Выбрать главу

Поспокойней в редакции стало лишь с июня 1938 года, когда газету возглавил присланный из обкома Н. А. Орлов — человек неторопливый, обстоятельный. Он пробыл на посту редактора свыше двух лет. В самом начале войны его сменил первый секретарь Пудожского райкома партии Я. С. Крючков. В 1943 году ЦК компартии направил его обратно в Пудожский район, где в то время создалось исключительно трудное положение, в частности, со снабжением населения продовольствием. На Крючкова — хорошего организатора, отлично знавшего Пудожский район, возлагались большие надежды. Он их оправдал. Район вышел из бедственного положения.

Я. С. Крючкова сменил И. М. Моносов — профессиональный журналист, публицист, инициативный организатор. Он редактировал «Ленинскую правду» десять лет. Потом жребий пал на меня. Я в «Ленинской правде» проработал более полувека, тридцать два года был редактором. Начинал еще в то время, когда погоду в газете делало журналистское поколение двадцатых годов.

Некоторое время секретарем редакции работал Николай Яковлевич Голлюб. Живой, быстрый в движениях и работе, он пришел в редакцию из финансовых органов. В то время газеты много писали о финансах. Голлюб был одним из самых активных внештатных корреспондентов. Его взяли в штат. Писал он скучновато. Зато отлично владел устной речью. Знал множество случаев из жизни, потешных историй, бывальщин, просто анекдотов. Мастерски рассказывал их. Не раз его слушал бывавший тогда в Петрозаводске писатель Геннадий Фиш. Впоследствии он написал книгу интересных новелл «Ялгуба». Сюжеты некоторых новелл писатель почерпнул из рассказов Голлюба.

Впрочем, забавные сюжеты можно было черпать и из жизни редакции. Один из ответственных секретарей отличился тем, что впопыхах три раза сдал в набор одну и ту же небольшую заметку о ремонте столовой в Вяртсиля. И самое анекдотичное — она трижды была напечатана в газете. Дело кончилось тем, что автор заметки обратился к редактору с таким письмом: «Требую — перестаньте перепечатывать мои заметки. Надо мной смеется весь поселок. Еще раз напечатаете, передам дело в суд». Вот такой курьез. Были курьезы и почище. Наверное, ни одна редакция не избавлена от них. Однако чувствую: пора мне вернуться к непосредственному рассказу о своей редакторской работе.

Итак, я более пятидесяти лет отработал в одной газете, тридцать два года редактировал ее. Читатель может усмехнуться: «Нашел чем хвастаться. Просто ведь засиделся». Не хвалюсь, но и не стыжусь говорить об этом. Попробуйте побыть три с лишним десятилетия в шкуре редактора. Редакторский воз тяжелый. Тянуть его надо каждый день. По возможности — без грубых ошибок.
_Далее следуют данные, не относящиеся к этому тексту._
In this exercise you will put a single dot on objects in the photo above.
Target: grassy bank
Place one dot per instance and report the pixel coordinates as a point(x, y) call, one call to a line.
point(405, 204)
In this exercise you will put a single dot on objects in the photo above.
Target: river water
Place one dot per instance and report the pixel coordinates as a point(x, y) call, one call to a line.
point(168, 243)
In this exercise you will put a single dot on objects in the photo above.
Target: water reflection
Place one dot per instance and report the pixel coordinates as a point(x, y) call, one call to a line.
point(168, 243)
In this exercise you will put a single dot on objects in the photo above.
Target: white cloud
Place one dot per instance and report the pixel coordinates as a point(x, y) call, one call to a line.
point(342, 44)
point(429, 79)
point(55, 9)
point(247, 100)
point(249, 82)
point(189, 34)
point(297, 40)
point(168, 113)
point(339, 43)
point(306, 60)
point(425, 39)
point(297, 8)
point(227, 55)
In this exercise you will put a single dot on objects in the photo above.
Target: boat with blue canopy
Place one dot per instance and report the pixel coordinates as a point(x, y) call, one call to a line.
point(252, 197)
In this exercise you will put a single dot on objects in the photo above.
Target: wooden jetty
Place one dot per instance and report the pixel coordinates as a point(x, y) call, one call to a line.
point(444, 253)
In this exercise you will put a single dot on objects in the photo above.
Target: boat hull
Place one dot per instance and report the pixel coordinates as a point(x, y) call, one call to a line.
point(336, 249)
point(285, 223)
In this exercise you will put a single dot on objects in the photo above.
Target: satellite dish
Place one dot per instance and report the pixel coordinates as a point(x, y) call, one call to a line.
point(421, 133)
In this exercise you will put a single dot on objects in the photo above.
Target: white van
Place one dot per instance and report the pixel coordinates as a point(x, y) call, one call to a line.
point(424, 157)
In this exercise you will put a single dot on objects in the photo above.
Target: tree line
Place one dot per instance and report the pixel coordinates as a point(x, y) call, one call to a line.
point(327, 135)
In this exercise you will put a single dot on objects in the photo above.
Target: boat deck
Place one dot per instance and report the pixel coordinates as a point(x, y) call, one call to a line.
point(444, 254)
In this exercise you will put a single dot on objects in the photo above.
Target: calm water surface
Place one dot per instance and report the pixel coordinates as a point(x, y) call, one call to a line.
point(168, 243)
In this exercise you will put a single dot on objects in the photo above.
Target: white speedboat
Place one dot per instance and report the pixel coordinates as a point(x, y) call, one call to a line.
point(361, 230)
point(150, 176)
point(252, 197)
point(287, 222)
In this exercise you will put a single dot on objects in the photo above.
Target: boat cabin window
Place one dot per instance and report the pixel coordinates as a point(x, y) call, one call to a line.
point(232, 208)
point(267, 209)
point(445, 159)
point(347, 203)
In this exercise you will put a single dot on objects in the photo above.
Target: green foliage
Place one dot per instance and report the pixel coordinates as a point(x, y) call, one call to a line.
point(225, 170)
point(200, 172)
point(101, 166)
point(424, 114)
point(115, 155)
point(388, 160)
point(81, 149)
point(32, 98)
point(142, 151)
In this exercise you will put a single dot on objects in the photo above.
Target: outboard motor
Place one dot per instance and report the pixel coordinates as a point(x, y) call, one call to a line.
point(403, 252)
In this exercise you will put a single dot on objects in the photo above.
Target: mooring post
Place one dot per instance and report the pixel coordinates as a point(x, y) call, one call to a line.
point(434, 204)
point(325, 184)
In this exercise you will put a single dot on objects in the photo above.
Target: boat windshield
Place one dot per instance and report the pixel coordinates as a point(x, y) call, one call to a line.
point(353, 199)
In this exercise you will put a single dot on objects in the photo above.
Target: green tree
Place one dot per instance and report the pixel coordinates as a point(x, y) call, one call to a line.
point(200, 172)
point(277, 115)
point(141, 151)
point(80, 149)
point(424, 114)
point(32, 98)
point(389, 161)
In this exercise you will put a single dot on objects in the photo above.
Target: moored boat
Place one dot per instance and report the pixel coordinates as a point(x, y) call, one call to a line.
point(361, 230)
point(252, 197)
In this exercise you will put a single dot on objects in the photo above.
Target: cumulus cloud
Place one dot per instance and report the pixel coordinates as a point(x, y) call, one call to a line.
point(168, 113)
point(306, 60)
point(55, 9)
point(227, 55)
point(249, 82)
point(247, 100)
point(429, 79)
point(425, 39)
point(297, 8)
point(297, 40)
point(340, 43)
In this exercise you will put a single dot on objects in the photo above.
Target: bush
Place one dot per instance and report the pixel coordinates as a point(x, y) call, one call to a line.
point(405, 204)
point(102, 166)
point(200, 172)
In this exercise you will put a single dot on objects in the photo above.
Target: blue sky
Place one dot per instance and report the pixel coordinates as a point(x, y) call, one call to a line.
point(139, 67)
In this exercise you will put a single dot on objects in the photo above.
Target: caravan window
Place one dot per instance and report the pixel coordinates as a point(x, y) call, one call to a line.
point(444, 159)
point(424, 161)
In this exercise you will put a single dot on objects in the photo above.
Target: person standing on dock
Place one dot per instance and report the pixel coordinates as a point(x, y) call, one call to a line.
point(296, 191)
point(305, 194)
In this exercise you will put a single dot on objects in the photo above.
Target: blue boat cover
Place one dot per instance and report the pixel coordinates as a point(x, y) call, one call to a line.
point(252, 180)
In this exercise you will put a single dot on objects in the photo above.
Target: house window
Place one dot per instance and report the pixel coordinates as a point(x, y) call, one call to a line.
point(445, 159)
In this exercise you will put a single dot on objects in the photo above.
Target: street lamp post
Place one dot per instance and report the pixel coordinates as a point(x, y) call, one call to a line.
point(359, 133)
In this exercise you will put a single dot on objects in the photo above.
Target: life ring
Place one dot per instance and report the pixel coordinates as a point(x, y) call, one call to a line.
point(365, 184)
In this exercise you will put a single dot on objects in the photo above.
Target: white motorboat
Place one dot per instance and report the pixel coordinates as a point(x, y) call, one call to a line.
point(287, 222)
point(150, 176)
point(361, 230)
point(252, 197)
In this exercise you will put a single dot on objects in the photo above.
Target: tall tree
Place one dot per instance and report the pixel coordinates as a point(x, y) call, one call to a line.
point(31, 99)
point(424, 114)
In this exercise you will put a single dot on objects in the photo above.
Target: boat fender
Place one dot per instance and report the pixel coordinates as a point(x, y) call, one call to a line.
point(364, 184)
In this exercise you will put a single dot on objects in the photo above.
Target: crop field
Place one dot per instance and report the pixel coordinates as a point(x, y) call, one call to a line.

Я дважды отчитывался от имени редакции на пленуме обкома партии, много раз — на бюро. Что ж, партийный комитет может контролировать работу своей газеты. Однако нередко контроль этот был навязчивым, излишним, сковывал инициативу газеты.

В узде держала нас цензура. При Брежневе она не просто усилилась, а стала тотальной. Были установлены правила, по которым любое ведомство могло запретить публикацию принципиального материала о нем. Если статья касалась, скажем, железнодорожного транспорта, она могла быть напечатана только с разрешения Министерства путей сообщения. Если речь шла о связи, надо было обращаться за разрешением к Министерству связи. Бюрократы имели возможность душить собственными руками любое живое слово. Вдобавок к этому на газеты постоянно обрушивалась лавина официальных материалов, обязательных для публикации отчетов — подробных, унылых, никому не нужных.

Многое зависело от того, каким в этих условиях был редактор. Вел газету или его вели? Боролся или только руководил? Смело действовал или боялся, как пуганая ворона каждого куста?

Говорю прямо: поддакивающей единицей я никогда не был, хотя случалось, и соглашался с тем, с чем сейчас не согласился бы ни в коем случае; на поводке меня не вели, хотя, признаюсь, временами самостоятельности не хватало; каждого куста я не боялся, хотя не могу похвастаться, что обладал смелостью, которая города берет. Когда казалось, что не выдержать официального напора лжи и ханжества, я старался не отступать. Да, не всё получалось так, как хотелось бы. Были отступления. Есть в чем раскаиваться. Но успокаивает лишь сознание того, что всё, на что ушли лучшие годы жизни, я делал с добрыми помыслами.

Редакторам моего поколения достался трудный век. При нынешней свободе слова нашим преемникам дышится свободнее.